Los herederos de Fujimori (#052)
No recuerdo ahora mismo el nombre del cronista palaciego de los Reyes Católicos (merecido olvido que se podría confundir con justicia divina) que dio cumplida cuenta de cada año, cada día, cada minuto de lo ocurrido en la corte mientras Fernando e Isabel hacían honor a aquello de “Tanto monta, monta tanto, Isabel como Fernando”. En la entrada correspondiente a abril de 1493, el cronista apunta, refiriéndose al encuentro de Colón con los reyes tras su retorno de estas tierras del que ya se tenían noticias previas, lo siguiente: “por aquellas días, el almirante había tocado tierra allende los mares”. Y nada más. Ni la más mínima noticia de lo que el Almirante había traído de vuelta de su viaje, de los resultados de este, ni si había encontrado o no el oro y las especias que fue el motivo de la financiación regia de su aventura ‘allende los mares’.
No he podido evitar pensar en este cronista de su tiempo, con muy mal sentido de la historia o de lo importante, mientras leía las más de 700 páginas de Los herederos de Fujimori. El legado de El último dictador, del escritor y periodista José Alejandro Godoy.
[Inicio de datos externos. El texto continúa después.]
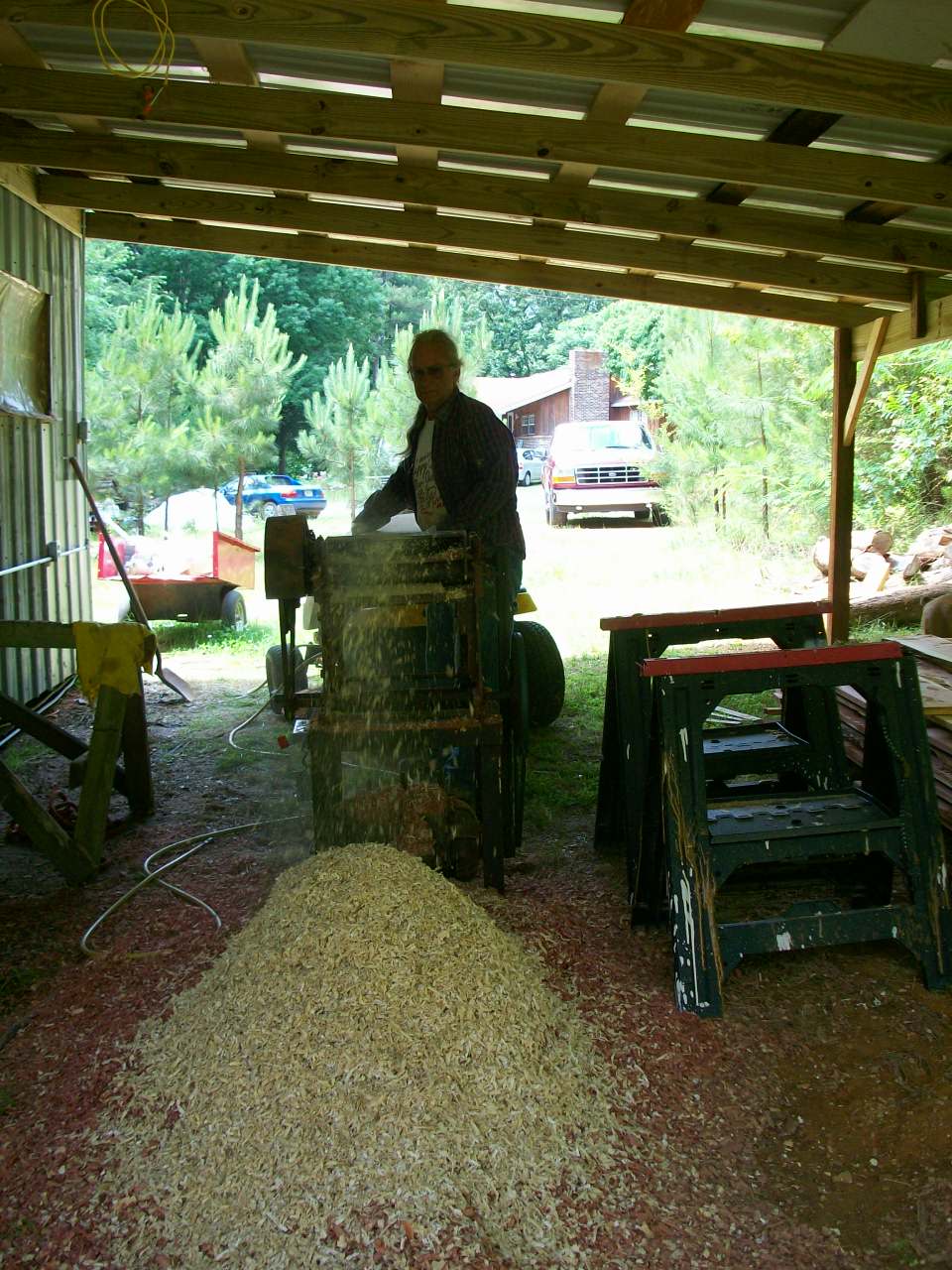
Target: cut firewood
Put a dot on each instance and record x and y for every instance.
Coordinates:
(861, 543)
(902, 606)
(873, 570)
De algún modo me lo hace recordar, y de algún modo también me recuerda lo fundamental que es tener un sentido de la historia, de lo trascendente, de aquello que debe ser recordado y recordado a los demás como parte de esa trascendencia, algo de lo que carecía el cronista palaciego en cuestión (bastante común, por cierto, en todo aquel que responde al amo de turno, embobado como está con la mano que sujeta su correa).
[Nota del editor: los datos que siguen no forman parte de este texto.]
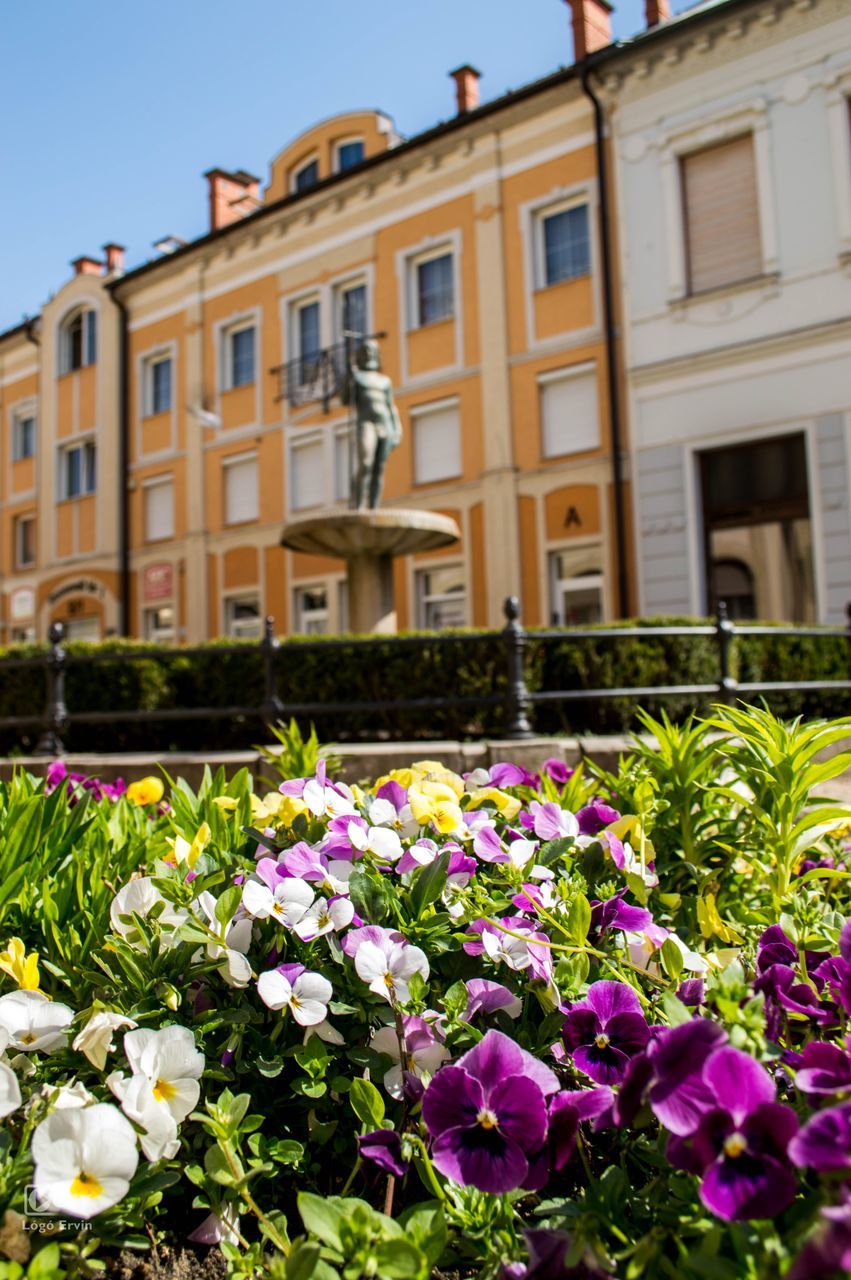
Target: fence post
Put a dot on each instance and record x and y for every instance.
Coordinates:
(724, 632)
(271, 708)
(55, 712)
(516, 694)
Los veinte años que abarca Los herederos de Fujimori constituyen el periodo más nefasto de nuestra historia política si descontamos los diez que le preceden (que son, precisamente, los del fujimorato). Y lo son porque en ellos hemos visto el envilecimiento de la política, el interés económico como único fin personal o político, el enriquecimiento ilícito a costa del erario, además de la normalización del delito y lo ilícito como norma de comportamiento de nuestros políticos. Herencia o no del régimen político que lo precedió es a lo que nos ayuda a concluir este libro. De ahí, me parece, su enorme importancia. Además, se trata de una publicación que por el enorme trabajo de documentación que supone su escritura, abruma al que lo lee de la primera a la última página.
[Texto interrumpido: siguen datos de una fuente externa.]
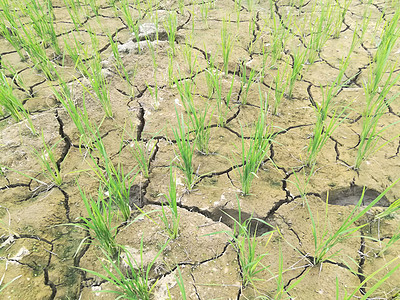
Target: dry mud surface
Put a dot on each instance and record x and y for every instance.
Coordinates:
(39, 246)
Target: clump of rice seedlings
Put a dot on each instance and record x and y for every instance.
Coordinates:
(256, 153)
(376, 91)
(299, 59)
(185, 147)
(93, 5)
(99, 222)
(50, 165)
(279, 36)
(97, 80)
(116, 182)
(188, 54)
(324, 240)
(73, 8)
(226, 45)
(129, 19)
(171, 224)
(367, 295)
(197, 119)
(171, 27)
(245, 83)
(321, 30)
(12, 105)
(119, 64)
(132, 283)
(247, 245)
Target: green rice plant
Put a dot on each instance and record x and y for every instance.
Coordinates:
(299, 59)
(100, 222)
(369, 278)
(129, 19)
(282, 289)
(324, 241)
(186, 152)
(172, 227)
(37, 53)
(11, 104)
(16, 77)
(12, 36)
(280, 83)
(48, 162)
(170, 69)
(323, 130)
(247, 245)
(226, 45)
(376, 106)
(339, 18)
(171, 27)
(279, 36)
(256, 153)
(321, 29)
(142, 153)
(131, 284)
(97, 81)
(215, 84)
(245, 82)
(3, 287)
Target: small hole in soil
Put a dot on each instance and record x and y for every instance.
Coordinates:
(352, 195)
(222, 215)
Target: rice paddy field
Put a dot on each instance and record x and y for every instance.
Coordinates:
(195, 149)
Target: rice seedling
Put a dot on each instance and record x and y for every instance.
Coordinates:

Godoy ha compuesto un libro al que muchos tendremos que recurrir para confirmar un dato, corroborar una fecha, confirmar un nombre. Un libro en el que, como si esto no fuera suficiente, cada dato, fecha o nombre está complementado por comentarios o análisis del autor que, o ayudan a ponderar la información suministrada o nos proporciona el dato imprescindible de lo que este piensa sobre aquello a lo que se refiere. Porque Godoy no es un cronista de nuestra historia política que se conforme con registrar pormenorizadamente los hechos o acontecimientos sino que los juzga, los evalúa, opina constantemente sobre ellos. No es un espectador indiferente o neutral. Nunca. Todo lo contrario. A veces le basta un solo adjetivo, un simple sustantivo para deslizar una opinión, emitir un juicio, concluir lo ocurrido. Podemos estar de acuerdo o no con muchas de sus opiniones, disentir con algunas de sus conclusiones, pero en modo alguno quedar indiferentes ante ellas.
No faltarán los que odien este libro, los que lo desmientan o lo descalifiquen, pero serán los menos. Como menos serán también los libros que, dentro de veinte, treinta o más años sirvan seriamente para reconstruir estas tres décadas (si sumamos, como debe de ser, los diez años de los que se ocupa El último dictador) de vergonzoso ejercicio del poder y de la más vergonzosa todavía manera de hacer política en este país. Y este libro, apuesto, será uno de esos pocos (para desdicha -o ventura- de los mencionados en él).